Mauricio Macri fracasó y, sin embargo, Cambiemos mantuvo la cohesión.No ocurrió lo mismo cuando Daniel Scioli perdió con Macri. El peronismo venía dividido y se fragmentó todavía más. La reunificación comenzó luego de las elecciones de 2017, cuando quedó claro que incluso el potentísimo liderazgo de CFK no podía derrotar a la derecha solo. “Nadie se salva solo”, ni del Covid, ni del macrismo.

Un aspecto que colabora con la cohesión de la derecha es que parte de la conducción la tienen los medios del establishment. Cuatro gritos de Leuco junior tienen más peso que la palabra de varios diputados nacionales de Cambiemos. La UCR no se fue ni se irá de esa coalición. Como dijo Leopoldo Moreau varias veces en privado y en público: están cómodos siendo el brazo territorial de la Argentina conservadora, acurrucados por Clarín, La Nación, Infobae, la embajada americana, el sector concentrado de la argentina agropecuaria. Es un destino sin retorno.

La derecha no se fragmentó. Acaban de resolver una sucesión en la conducción sin que llegue una sola gota de sangre al río. Macri se fue al Mediterráneo para la vacación que le toca cada 30 días y le entregó el bastón de mando a Rodríguez Larreta. Si lo hizo puteando por lo bajo no tiene importancia. Los cruces en política son suspiros en el viento si cuando llega la batalla electoral se conserva la unidad.

En el Frente de Todos también hay diferencias. Una subió a la superficie en el discurso de Máximo Kirchner esta semana en Diputados. Sin apuntar de modo directo al gobierno, cuestionó que la Argentina modifique sus leyes por la presión de un laboratorio. Y el presidente, en el acto del 9 de julio, sostuvo que ningún laboratorio lo hará firmar algo “en contra del país”,  defendiendo el DNU que cambió una parte de la Ley de Vacunas. Sería largo aquí analizar el decreto en detalle para sopesar cada posición.

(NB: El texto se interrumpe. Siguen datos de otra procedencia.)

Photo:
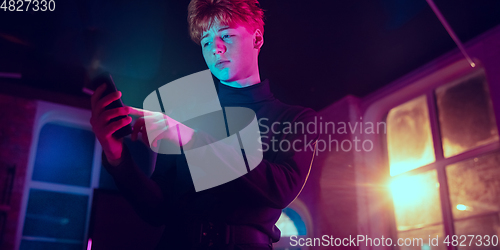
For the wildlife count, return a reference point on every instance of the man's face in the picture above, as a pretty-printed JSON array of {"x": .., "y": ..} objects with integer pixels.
[{"x": 230, "y": 52}]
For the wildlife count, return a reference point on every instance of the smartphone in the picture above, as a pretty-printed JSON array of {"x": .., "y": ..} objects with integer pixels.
[{"x": 110, "y": 88}]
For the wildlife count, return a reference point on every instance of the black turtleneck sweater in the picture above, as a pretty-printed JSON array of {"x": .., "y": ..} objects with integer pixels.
[{"x": 255, "y": 199}]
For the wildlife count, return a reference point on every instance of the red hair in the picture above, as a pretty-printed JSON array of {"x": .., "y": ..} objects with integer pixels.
[{"x": 203, "y": 13}]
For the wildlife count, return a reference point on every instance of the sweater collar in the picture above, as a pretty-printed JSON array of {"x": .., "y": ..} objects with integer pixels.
[{"x": 251, "y": 94}]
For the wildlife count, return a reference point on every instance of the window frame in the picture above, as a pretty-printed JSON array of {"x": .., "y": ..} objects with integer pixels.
[
  {"x": 69, "y": 116},
  {"x": 376, "y": 109}
]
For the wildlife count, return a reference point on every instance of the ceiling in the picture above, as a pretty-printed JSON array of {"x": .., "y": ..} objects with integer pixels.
[{"x": 315, "y": 52}]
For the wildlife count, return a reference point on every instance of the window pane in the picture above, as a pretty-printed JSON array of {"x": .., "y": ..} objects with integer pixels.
[
  {"x": 55, "y": 215},
  {"x": 485, "y": 226},
  {"x": 418, "y": 239},
  {"x": 466, "y": 115},
  {"x": 64, "y": 155},
  {"x": 409, "y": 138},
  {"x": 416, "y": 200},
  {"x": 474, "y": 186}
]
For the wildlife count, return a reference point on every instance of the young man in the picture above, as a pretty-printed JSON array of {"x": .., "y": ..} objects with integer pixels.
[{"x": 242, "y": 213}]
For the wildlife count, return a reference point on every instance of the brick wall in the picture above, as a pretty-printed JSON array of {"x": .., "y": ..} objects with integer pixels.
[{"x": 16, "y": 128}]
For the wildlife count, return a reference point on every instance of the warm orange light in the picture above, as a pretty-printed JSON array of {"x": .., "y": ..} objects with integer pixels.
[{"x": 410, "y": 191}]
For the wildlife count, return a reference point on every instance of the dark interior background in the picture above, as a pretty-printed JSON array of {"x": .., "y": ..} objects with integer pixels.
[{"x": 315, "y": 52}]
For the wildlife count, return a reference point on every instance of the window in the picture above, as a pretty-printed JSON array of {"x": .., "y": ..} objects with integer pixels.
[
  {"x": 62, "y": 173},
  {"x": 442, "y": 150}
]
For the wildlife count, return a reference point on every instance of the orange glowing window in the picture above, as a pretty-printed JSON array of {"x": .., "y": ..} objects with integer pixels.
[
  {"x": 409, "y": 137},
  {"x": 461, "y": 183}
]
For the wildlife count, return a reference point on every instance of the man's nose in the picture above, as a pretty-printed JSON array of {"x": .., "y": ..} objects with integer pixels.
[{"x": 219, "y": 47}]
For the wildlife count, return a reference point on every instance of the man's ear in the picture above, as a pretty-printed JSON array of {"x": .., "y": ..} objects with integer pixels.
[{"x": 258, "y": 39}]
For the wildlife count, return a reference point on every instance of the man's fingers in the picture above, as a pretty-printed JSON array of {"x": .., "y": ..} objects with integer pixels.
[
  {"x": 97, "y": 95},
  {"x": 112, "y": 113},
  {"x": 141, "y": 112},
  {"x": 105, "y": 101},
  {"x": 114, "y": 126},
  {"x": 139, "y": 123}
]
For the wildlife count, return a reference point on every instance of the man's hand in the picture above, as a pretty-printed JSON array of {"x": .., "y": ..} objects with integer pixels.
[
  {"x": 155, "y": 126},
  {"x": 100, "y": 118}
]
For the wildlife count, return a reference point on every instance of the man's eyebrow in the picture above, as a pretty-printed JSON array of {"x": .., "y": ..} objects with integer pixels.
[{"x": 221, "y": 29}]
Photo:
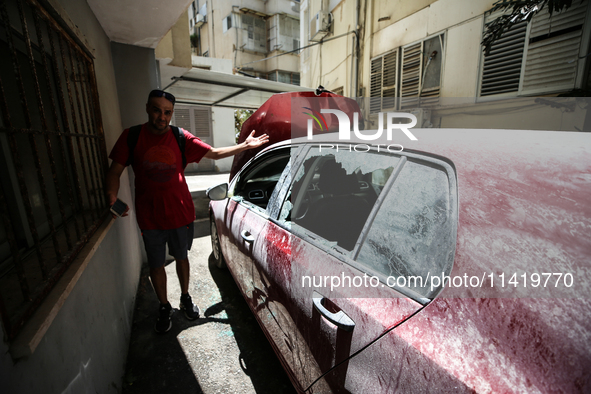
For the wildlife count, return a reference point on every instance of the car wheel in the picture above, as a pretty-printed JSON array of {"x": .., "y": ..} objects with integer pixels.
[{"x": 216, "y": 249}]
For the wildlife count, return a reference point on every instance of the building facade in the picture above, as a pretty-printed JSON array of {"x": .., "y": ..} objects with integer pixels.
[{"x": 261, "y": 38}]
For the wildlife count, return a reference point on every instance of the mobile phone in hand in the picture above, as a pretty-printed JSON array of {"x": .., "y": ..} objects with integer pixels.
[{"x": 119, "y": 208}]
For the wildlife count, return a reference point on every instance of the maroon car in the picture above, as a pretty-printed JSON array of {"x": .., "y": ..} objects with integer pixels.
[{"x": 460, "y": 262}]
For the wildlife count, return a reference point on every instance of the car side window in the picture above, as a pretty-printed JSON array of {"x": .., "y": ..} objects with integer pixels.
[
  {"x": 389, "y": 215},
  {"x": 334, "y": 192},
  {"x": 413, "y": 232},
  {"x": 256, "y": 183}
]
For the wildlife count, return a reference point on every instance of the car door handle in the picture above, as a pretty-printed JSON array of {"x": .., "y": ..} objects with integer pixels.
[
  {"x": 247, "y": 236},
  {"x": 339, "y": 319}
]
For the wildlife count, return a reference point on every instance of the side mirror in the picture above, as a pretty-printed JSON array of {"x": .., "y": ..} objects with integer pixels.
[{"x": 218, "y": 192}]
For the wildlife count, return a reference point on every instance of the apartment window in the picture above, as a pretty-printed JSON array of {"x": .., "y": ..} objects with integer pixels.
[
  {"x": 284, "y": 32},
  {"x": 407, "y": 77},
  {"x": 254, "y": 33},
  {"x": 52, "y": 157},
  {"x": 227, "y": 23},
  {"x": 539, "y": 57}
]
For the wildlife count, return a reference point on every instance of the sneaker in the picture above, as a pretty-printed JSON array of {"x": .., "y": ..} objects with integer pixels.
[
  {"x": 164, "y": 322},
  {"x": 187, "y": 306}
]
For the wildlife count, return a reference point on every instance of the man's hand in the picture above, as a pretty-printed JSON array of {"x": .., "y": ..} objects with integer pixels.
[
  {"x": 249, "y": 143},
  {"x": 112, "y": 185},
  {"x": 253, "y": 142}
]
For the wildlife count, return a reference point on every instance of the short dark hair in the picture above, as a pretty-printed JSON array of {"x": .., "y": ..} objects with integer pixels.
[{"x": 162, "y": 93}]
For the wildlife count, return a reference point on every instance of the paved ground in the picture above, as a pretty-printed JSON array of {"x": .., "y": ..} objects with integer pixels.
[{"x": 224, "y": 351}]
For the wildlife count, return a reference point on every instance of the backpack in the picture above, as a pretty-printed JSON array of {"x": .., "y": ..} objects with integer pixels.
[{"x": 134, "y": 135}]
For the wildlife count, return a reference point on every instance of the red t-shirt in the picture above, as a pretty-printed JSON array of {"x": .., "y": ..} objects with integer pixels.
[{"x": 162, "y": 197}]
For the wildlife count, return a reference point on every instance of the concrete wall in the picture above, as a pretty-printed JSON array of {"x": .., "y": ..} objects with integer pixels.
[{"x": 84, "y": 339}]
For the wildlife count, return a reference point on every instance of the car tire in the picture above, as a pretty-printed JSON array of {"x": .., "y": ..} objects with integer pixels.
[{"x": 216, "y": 250}]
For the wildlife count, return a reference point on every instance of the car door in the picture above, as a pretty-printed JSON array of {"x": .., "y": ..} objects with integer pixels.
[
  {"x": 254, "y": 195},
  {"x": 326, "y": 263}
]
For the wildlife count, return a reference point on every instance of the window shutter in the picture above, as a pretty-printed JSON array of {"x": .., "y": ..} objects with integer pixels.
[
  {"x": 410, "y": 77},
  {"x": 553, "y": 44},
  {"x": 383, "y": 82},
  {"x": 389, "y": 86},
  {"x": 375, "y": 101},
  {"x": 501, "y": 71},
  {"x": 197, "y": 121}
]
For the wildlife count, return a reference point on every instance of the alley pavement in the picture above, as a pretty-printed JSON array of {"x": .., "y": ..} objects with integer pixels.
[{"x": 223, "y": 351}]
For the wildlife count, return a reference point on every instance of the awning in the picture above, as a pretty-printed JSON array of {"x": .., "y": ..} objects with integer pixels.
[{"x": 204, "y": 87}]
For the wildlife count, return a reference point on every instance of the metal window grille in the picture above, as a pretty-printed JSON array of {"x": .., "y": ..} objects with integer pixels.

Los medios de la derecha se montaron sobre esto para  mostrar un oficialismo supuestamente trabado en sus diferencias internas. Sería bueno recordar que cuando gobernaba Cambiemos, Elisa Carrió impulsó públicamente el juicio político contra el ministro de Justicia de Macri, Germán Garavano. Fue un conflicto unas 100 veces más potente que el altercado de indirectas entre el jefe de bloque del oficialismo en Diputados y el presidente.

Sin embargo, es momento de apelar a otra frase popular, la que sostiene que “los trapitos se lavan en casa”. La elección está a la vuelta de la esquina. Y no va a ser sencilla. El éxito de la campaña de vacunación desde mediados de mayo es el punto más fuerte del Gobierno nacional. Y el retraso de los salarios es el más débil. Una parte importante del 48% que acompañó al FdT hace dos años jamás votaría otra opción. Y comprende que la pandemia fue una bomba nuclear que impidió la recuperación de la actividad, del mercado interno, y de los salarios. Pero hay segmentos de ese voto que son más lábiles y que hay que volver a convocar. Es hora de volver a ilusionar, de recrear la mística del 2019.